As budget talks ramped up, so did the resistance.
Farm lobbyists mobilized. Agriculture ministers revolted. The Commission’s own agriculture chief, Christophe Hansen, began pushing back internally. Germany’s governing Christian Democrats wrote to Commission President Ursula von der Leyen, who hails from the party, urging their “Dear Ursula” not to fold the farm budget into broader spending plans.
“Cuts to the Common Agricultural Policy would send out completely the wrong signal,” Johannes Steiniger, one of the authors of the letter, told POLITICO. “The CAP must continue to have an independent and reliable budget.”
The goal had been to fundamentally reshape how the farm budget worked. But in the end, the next CAP will look much like the current one, with its basic structure left intact.
By June, the Commission had quietly shelved the restructuring plan. Jan Olbrycht, a special adviser to Budget Commissioner Piotr Serafin, said the CAP would remain as a separate pillar in the EU’s 2028-2034 budget. Rural development funding would stay within the CAP’s two-pillar structure.

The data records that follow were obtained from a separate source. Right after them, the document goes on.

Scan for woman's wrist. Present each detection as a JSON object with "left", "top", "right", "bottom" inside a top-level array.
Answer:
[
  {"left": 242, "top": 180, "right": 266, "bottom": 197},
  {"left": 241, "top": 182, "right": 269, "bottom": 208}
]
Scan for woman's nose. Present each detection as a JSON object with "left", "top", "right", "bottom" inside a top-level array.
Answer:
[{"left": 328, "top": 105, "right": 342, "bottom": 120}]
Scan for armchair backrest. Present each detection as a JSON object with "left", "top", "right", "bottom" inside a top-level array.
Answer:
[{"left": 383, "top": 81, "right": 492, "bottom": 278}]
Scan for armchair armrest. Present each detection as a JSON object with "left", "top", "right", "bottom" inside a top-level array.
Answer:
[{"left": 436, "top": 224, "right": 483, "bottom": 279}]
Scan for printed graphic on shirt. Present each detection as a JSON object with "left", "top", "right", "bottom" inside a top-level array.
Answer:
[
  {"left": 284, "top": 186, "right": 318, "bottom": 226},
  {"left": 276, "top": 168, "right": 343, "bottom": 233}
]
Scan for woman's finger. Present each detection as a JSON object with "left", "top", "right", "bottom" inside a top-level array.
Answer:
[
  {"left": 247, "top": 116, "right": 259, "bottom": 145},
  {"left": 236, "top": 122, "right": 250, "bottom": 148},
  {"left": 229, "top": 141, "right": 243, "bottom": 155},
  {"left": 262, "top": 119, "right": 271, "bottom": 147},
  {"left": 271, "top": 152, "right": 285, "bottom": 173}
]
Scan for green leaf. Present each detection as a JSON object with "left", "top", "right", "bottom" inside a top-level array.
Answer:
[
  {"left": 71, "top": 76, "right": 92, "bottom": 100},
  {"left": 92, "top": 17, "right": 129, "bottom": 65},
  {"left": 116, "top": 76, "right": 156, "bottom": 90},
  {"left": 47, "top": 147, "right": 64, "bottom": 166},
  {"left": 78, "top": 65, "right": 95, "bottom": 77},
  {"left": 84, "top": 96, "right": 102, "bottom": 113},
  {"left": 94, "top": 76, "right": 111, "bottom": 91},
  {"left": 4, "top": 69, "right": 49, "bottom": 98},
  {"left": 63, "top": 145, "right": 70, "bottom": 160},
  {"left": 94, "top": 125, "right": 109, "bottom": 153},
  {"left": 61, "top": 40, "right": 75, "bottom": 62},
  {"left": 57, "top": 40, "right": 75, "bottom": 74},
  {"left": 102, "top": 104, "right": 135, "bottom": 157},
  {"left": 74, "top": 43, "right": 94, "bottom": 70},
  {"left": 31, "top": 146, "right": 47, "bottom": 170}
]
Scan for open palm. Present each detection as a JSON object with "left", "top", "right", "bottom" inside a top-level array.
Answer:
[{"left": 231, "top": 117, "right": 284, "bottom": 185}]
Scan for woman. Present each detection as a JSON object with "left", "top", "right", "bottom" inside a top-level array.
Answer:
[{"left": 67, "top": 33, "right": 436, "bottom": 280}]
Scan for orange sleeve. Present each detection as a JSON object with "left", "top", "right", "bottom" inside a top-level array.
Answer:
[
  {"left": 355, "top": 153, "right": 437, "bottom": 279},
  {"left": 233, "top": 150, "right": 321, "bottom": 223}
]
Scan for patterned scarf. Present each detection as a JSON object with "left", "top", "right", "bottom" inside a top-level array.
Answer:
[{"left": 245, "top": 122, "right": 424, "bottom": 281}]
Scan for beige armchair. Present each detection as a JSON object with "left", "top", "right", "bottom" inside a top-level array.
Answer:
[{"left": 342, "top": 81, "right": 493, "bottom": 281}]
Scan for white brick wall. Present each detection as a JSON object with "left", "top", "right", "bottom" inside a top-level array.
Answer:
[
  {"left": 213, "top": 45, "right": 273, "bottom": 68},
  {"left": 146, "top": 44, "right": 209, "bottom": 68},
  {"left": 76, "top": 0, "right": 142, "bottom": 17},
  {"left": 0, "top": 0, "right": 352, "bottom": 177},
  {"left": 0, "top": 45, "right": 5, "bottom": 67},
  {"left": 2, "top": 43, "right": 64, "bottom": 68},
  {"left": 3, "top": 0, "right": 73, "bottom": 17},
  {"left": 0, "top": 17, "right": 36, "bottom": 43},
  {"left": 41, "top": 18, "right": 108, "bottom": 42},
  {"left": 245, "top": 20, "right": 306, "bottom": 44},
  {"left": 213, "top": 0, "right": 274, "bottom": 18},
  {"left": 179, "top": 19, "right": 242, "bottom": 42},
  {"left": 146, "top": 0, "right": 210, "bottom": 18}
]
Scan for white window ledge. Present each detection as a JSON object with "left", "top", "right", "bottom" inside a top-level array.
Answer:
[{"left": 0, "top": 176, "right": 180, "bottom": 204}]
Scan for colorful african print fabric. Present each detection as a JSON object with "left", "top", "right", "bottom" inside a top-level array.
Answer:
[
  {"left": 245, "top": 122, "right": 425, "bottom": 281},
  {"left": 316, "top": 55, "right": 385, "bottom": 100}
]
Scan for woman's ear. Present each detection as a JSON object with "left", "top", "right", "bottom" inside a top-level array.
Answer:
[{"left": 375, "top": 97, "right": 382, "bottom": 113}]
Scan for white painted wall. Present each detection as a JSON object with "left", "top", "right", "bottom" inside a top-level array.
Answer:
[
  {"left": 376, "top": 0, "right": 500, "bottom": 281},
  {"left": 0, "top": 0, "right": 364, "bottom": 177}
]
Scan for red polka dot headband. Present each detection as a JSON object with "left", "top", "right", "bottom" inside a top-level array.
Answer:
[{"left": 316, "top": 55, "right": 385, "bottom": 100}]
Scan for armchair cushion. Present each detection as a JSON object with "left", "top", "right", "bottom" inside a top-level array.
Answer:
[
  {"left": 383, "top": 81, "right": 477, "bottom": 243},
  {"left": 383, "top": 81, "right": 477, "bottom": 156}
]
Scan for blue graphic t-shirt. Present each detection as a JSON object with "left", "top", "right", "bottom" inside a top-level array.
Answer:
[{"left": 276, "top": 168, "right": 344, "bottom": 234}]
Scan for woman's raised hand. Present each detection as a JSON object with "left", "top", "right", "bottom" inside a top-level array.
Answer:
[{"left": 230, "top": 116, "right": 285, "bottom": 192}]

Earlier ideas to shift that money to the cohesion rubric were, Olbrycht said, “over, finished.”
That marked a major retreat before the official unveiling of the Commission’s budget proposal on July 16. And it has underscored the raw political power the farm lobby can still exert in Brussels, even as the number of farmers declines and the EU faces growing calls to redirect money toward strategic challenges.